Ce retard dans la détection favorise non seulement la diffusion de la maladie, mais augmente également la sévérité de l’atteinte. Plus l’infestation dure dans le temps, plus le nombre d’acariens présents sur le corps augmente, et plus le traitement devient long et complexe.
Des traitements plus délicats à administrer
Chez les personnes âgées, les traitements doivent être adaptés avec prudence. Les produits antiparasitaires, bien que généralement efficaces, peuvent être mal tolérés par les peaux fragiles ou provoquer des effets indésirables chez des patients polymédiqués. Il faut également tenir compte des difficultés pratiques liées à l’application des traitements : certains seniors dépendants ont besoin d’aide pour se laver, s’habiller ou appliquer une crème sur tout le corps.
Dans les formes sévères comme la gale croûteuse, le traitement peut nécessiter une combinaison de médicaments par voie orale (comme l’ivermectine) et des applications cutanées répétées. Cela demande une coordination rigoureuse et un suivi médical rapproché.
Une vigilance accrue des aidants et du personnel soignant
Face à ces risques accrus, la prévention joue un rôle fondamental.

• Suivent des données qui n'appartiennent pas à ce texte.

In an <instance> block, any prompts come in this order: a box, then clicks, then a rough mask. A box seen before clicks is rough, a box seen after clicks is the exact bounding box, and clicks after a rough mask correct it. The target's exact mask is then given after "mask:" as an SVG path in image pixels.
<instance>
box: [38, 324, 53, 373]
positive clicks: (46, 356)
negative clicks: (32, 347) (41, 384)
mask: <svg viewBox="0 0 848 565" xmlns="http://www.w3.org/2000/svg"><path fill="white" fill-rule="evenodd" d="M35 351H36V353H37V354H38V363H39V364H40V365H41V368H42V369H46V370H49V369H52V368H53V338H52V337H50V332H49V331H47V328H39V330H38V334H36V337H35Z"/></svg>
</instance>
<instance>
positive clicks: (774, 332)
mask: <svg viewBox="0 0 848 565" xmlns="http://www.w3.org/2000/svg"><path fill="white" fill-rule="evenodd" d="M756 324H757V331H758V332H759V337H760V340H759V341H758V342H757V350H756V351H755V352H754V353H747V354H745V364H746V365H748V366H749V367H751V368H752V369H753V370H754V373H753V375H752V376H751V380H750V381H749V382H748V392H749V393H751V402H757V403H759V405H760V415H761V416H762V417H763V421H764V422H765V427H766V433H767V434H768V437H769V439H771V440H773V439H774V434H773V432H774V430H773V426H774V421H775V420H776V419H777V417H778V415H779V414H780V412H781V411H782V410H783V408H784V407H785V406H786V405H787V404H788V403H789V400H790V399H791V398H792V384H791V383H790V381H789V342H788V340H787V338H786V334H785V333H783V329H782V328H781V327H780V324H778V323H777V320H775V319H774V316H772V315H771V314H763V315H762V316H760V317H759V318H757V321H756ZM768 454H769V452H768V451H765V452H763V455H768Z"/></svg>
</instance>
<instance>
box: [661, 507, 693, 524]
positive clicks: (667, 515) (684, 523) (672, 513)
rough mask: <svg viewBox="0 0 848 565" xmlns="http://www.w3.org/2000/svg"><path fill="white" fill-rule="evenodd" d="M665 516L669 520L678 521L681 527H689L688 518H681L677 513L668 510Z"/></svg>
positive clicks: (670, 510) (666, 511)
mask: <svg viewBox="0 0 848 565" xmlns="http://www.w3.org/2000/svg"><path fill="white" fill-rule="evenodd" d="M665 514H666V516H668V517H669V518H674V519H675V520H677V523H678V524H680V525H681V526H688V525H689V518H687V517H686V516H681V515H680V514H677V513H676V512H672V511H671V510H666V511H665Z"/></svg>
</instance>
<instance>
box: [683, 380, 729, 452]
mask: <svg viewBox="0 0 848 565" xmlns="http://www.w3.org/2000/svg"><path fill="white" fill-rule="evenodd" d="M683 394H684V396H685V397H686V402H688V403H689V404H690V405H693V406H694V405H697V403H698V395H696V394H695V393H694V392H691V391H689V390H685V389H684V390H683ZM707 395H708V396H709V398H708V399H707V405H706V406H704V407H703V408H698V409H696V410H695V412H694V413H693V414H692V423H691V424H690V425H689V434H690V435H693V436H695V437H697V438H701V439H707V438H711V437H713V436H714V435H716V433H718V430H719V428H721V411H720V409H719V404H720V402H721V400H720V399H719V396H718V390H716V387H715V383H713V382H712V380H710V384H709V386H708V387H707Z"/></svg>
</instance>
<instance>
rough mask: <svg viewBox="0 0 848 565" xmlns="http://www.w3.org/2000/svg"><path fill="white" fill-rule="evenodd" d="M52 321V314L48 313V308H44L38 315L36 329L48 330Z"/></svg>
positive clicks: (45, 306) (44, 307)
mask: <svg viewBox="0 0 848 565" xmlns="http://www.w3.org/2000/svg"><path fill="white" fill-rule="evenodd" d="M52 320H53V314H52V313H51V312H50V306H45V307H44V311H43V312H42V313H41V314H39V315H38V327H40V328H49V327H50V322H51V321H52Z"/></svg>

Les aidants familiaux, les auxiliaires de vie et le personnel des établissements de santé doivent être formés à reconnaître les signes précoces de la gale chez les personnes âgées. Une simple suspicion doit conduire à une consultation médicale et à un isolement préventif pour limiter la contamination.
Il est également recommandé de sensibiliser les proches qui rendent visite aux résidents. La gale ne connaît pas de frontière d’âge : un enfant, un adulte ou un soignant porteur du parasite peut, sans le savoir, introduire la maladie dans une structure fragile.
Une désinfection rigoureuse de l’environnement
Le traitement de la gale ne se limite pas à la personne infectée. Il faut également traiter l’environnement. Chez les personnes âgées, cela implique de désinfecter les vêtements, les draps, les fauteuils, les matelas, et parfois même les aides techniques comme les fauteuils roulants. Tous les objets en contact prolongé avec la peau doivent être lavés à 60°C ou isolés dans un sac plastique pendant au moins 72 heures.
Dans les établissements collectifs, cette désinfection à grande échelle demande une organisation millimétrée, surtout si plusieurs cas sont détectés. Le traitement préventif du personnel soignant et des résidents non symptomatiques est souvent nécessaire pour endiguer la propagation.